China says spy balloon flying over US is a ‘civilian airship’
Chinese spy balloon spotted over Montana, Pentagon officials confirm
The spy balloon is currently floating at an altitude where planes don’t fly but would be shot down if it posed a threat to civilian aviation.
Cody Godwin, Storyful
WASHINGTON – Secretary of State Antony Blinken postponed an imminent trip to China because a Chinese surveillance balloon drifting over the northern U.S. is a “clear violation” of sovereignty and international law, senior Sate Department officials said Friday.
The official, who spoke on the condition of anonymity, said Blinken will reschedule the trip when conditions are right.
Although the trip had not been officially announced, Blinken had been set to leave Friday night, a day after the Pentagon announced it had spotted what it identified as a spy balloon flying over the U.S.
China disputed that characterization, calling it a “civilian airship” that blew off course.
The air ship is used for meteorological and other research, the Chinese government said in a statement in which it expressed regret for its “unintended entry” into U.S. airspace.
In response, a senior State Department official said the U.S. remains “confident in our assessment and our concerns about this clear violation of our sovereignty and airspace.”
Shooting down the balloon poses too high a risk to people and property from debris, two U.S. officials said Friday. Other options are being explored, according to the officials who were not authorized to speak publicly.
The incident comes at a time of rising tension between the superpowers.
- Where it was: The balloon was over Montana where the Pentagon has nuclear missile silos.
- What it is: The balloon is designed for surveillance, according to the Pentagon. But it likely is unable to collect more information than is available to spy satellites.
- Steps taken: While the Pentagon decided against shooting it down, the government took steps to prevent it from collecting sensitive information.
- Fighter jets sent: F-22 fighter jets, the most advanced warplane in the Pentagon’s arsenal, were sent to observe the balloon.
- Not first time: It’s not the first time Chinese spy balloons have flown over the United States. the official said.

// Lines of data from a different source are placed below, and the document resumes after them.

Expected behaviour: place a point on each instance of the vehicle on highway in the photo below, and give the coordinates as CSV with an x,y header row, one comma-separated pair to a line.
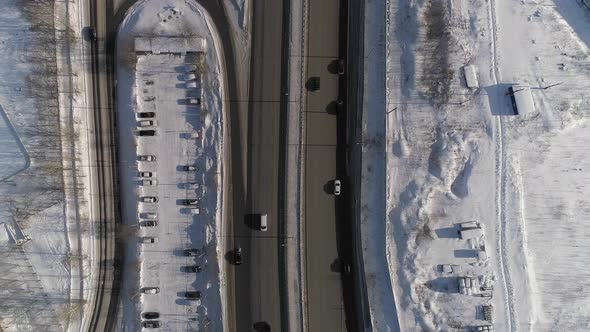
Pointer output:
x,y
262,222
149,199
148,223
91,33
341,67
147,183
238,256
192,295
191,185
313,84
193,101
148,215
340,106
150,315
151,324
146,133
144,115
151,290
192,252
149,240
147,123
145,174
337,187
190,201
146,157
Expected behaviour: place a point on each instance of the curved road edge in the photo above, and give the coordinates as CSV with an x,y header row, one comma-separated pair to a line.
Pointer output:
x,y
291,264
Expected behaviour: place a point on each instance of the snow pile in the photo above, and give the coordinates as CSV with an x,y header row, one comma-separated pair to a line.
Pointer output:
x,y
457,154
169,85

- Not a risk to aircraft: The balloon is flying so high that it does not present a danger to civilian aircraft, Air Force Gen. Glen VanHerck, commander of U.S. Northern Command and North American Aerospace Defense Command, said in a statement.
Why it matters
Tensions have been rising with China, which the U.S. considers its biggest strategic and economic competitor. The nations have clashed over Taiwan, technology, human rights and Russia’s invasion of Ukraine.
The Biden administration has been trying to stabilize the relationship, building what it’s called “guardrails” as it normalizes interaction.
After a three-hour meeting with Chinese President Xi Jinping on the sidelines of the G-20 summit in November, President Joe Biden said both countries share a responsibility to “manage our differences, prevent competition from becoming anything ever to near conflict, and to find ways to work together on urgent global issues that require our mutual cooperation.”
Xi responded: “The world has come to a crossroads. Where to go from here – this is a question that is not only on our mind but also on the mind of all countries. The world expects that China and the United States will properly handle the relationship.”
Maintaining a dialogue
Blinken was set to travel to China as an outgrowth of Biden’s meeting with Xi.
Both leaders had agreed to get their teams together to try to restore some of the lines of communication. Beijing had suspended or canceled eight official military dialogues and cooperation channels with the U.S. after former House Speaker Nancy Pelosi, D-Calif., visited Taiwan in August.
Last month, Treasury Secretary Janet Yellen met with her Chinese counterpart in Switzerland to work on repairing relations.
But senior State Department officials said it wouldn’t have been constructive for Blinken to go to China right now. The spy balloon incident would have detracted from the planned “broad, substantive agenda,” according to officials.
Blinken hopes to reschedule “at the earliest opportunity, when conditions allow” officials said.